22:18:13	unbound: [1690:0]	notice: init module 0: validator
22:18:13	unbound: [1690:0]	notice: init module 1: iterator
22:18:13	unbound: [1690:0]	info: start of service (unbound 1.17.0).
22:18:13	unbound: [1690:0]	info: generate keytag query _ta-4a5c-4f66. NULL IN
22:26:56	unbound: [1690:0]	info: service stopped (unbound 1.17.0).
22:26:56	unbound: [1690:0]	info: server stats for thread 0: 194 queries, 76 answers from cache, 118 recurs ions, 2 prefetch, 0 rejected by ip ratelimiting
22:26:56	unbound: [1690:0]	info: server stats for thread 0: requestlist max 5 avg 0.508333 exceeded 0 jost led 0
22:26:56	unbound: [1690:0]	info: average recursion processing time 0.706079 sec
22:26:56	unbound: [1690:0]	info: histogram of recursion processing times
22:26:56	unbound: [1690:0]	info: [25%]=0.112474 median[50%]=0.198379 [75%]=0.412877
22:26:56	unbound: [1690:0]	info: lower(secs) upper(secs) recursions
22:26:56	unbound: [1690:0]	info: 0.000000 0.000001 3
22:26:56	unbound: [1690:0]	info: 0.065536 0.131072 37
22:26:56	unbound: [1690:0]	info: 0.131072 0.262144 37
22:26:56	unbound: [1690:0]	info: 0.262144 0.524288 20
22:26:56	unbound: [1690:0]	info: 0.524288 1.000000 13
22:26:56	unbound: [1690:0]	info: 1.000000 2.000000 7
22:26:56	unbound: [1690:0]	info: 32.000000 64.000000 1
22:26:56	unbound: [1690:0]	notice: Restart of unbound 1.17.0.
22:26:56	unbound: [1690:0]	notice: init module 0: validator
22:26:56	unbound: [1690:0]	notice: init module 1: iterator
22:26:56	unbound: [1690:0]	info: start of service (unbound 1.17.0).
22:27:02	unbound: [1690:0]	info: generate keytag query _ta-4a5c-4f66. NULL IN

in the IPS log there are quite a few messages like this one here:

Date: 02/03 22:08:08 Name: SURICATA STREAM 3way handshake SYNACK with wrong ack
Priority: 3 Type: Unknown Classtype
IP info: 217.237.150.188:53 -> 79.251.32.137:44238
References: nothing found SID: 2210007

So I disabled the intrusion prevention system for now. → No change.
Chaning the protocoll TCP/UDP doesn´t make any difference.

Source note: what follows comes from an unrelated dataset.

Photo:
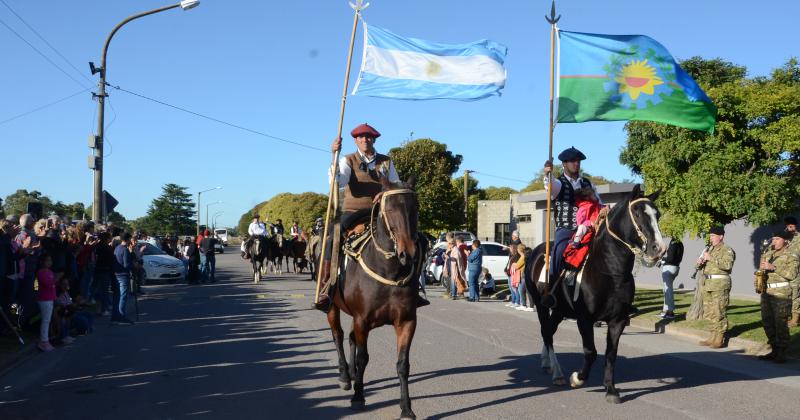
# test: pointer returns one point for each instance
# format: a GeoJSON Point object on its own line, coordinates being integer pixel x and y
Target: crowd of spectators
{"type": "Point", "coordinates": [57, 276]}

The internal DNS resolver claims that it works without any problems. (Or at least I can’t find anything to the contrary).

I have now spent about half the evening/night with this problem and then noticed something strange: The Pihole shows on his dashboard constantly new DNS queries and he also forwarded messages and also answers in the log, but apparently they are ALL too slow?!? Anyway, I have with local nslookup requests directly against the Pihole also time outs.
So I entered other / faster upstream DNS servers into the PiHole. And suddenly everything worked again.

As unlikely as it sounds. It seems that simply ALL DNS servers that I have specified as upstream resolvers in Pihole and ipfire are ( currently ) too slow. I’ve had the Pihole (and the list of DNS servers) for a long time, much longer than the ipfire. But I never had this behavior before!

Anyway, looks like the topic could be closed here again. Definitely not an ipfire problem.